I think its bullying to faff about with "TBH you sound a bit" then crash in with a really strong and judgemental phrase like MH.

mummydoc · 13/06/2008 14:24

i do agree to an extent with mamhaf, why do people expect their parents to be interested in the grandchildren, harsh thoguh it might sound perhaps the oposters' mother never wanted children, or had one and decided that really motherhood wasn't for her and she has doen the best she can andn ow doesn't want to be involved with her grandchildren, i understand how that must hurt but it is their right .

knockedup · 13/06/2008 14:26

Hi Libra - well, my Dad and me don't ever speak to each other, I only talk to him when I see him which is 2/3 times a year. On a few occasions he's gotten really pissed and started with 'oh we've been really shit parents to you, we've really let you down your whole life...sorry about that' which I have to just sit and listen to now because when I told him during one of these that yes they have been pretty shit over the years he looked absolutely aghast that I had things to say on it and the conversation just stopped dead.

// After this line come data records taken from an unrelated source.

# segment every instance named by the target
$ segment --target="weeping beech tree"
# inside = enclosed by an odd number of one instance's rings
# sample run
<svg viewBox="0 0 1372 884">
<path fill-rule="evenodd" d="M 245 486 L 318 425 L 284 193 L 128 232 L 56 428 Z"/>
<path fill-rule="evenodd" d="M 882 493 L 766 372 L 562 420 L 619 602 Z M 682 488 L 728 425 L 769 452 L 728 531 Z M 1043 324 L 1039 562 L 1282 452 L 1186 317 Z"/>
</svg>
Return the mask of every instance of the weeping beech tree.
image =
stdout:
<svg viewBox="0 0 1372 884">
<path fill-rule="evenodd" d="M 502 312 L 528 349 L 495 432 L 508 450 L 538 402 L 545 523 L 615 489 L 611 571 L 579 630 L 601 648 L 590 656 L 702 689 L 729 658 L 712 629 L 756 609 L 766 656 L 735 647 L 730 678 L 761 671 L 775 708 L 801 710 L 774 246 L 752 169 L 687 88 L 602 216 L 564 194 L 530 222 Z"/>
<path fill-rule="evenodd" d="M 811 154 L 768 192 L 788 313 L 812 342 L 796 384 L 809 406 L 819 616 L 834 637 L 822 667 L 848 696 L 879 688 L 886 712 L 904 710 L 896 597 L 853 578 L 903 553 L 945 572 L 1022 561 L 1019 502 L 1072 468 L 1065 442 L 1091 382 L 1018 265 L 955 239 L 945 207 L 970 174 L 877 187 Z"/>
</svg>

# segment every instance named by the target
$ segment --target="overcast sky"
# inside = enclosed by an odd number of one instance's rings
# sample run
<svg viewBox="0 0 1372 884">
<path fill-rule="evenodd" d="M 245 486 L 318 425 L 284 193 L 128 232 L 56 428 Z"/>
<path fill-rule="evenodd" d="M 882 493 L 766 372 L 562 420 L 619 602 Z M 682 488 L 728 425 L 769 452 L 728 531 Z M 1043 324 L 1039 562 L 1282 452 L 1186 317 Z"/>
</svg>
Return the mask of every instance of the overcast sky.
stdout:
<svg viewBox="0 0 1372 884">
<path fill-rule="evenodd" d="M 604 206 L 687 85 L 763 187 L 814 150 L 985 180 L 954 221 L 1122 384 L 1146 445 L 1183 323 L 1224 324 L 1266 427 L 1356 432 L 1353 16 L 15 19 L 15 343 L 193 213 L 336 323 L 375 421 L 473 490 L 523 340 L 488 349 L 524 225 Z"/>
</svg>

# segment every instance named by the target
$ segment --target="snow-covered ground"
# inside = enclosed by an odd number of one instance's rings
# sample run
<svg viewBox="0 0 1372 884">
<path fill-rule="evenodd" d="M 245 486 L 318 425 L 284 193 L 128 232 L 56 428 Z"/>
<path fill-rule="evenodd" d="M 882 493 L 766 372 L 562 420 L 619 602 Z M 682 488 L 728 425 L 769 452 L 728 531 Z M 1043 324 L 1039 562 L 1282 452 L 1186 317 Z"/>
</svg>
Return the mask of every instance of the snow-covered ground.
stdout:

Mamhaf - maybe you're right - why should someone expect a bit of love and kindness from their mother now and again - how spoilt

Look - they've been rubbish my whole life (by their own admission) and my confidence and self esteem has taken knock after knock because of it - but I'm not going to bore everyone with that because it really will start to sound whiney and spoilt!

Was just feeling low about it today and needed to vent. And it's reassuring to know then that I'm not the only one.

And I'm going to take pleasure in not flying out there in August!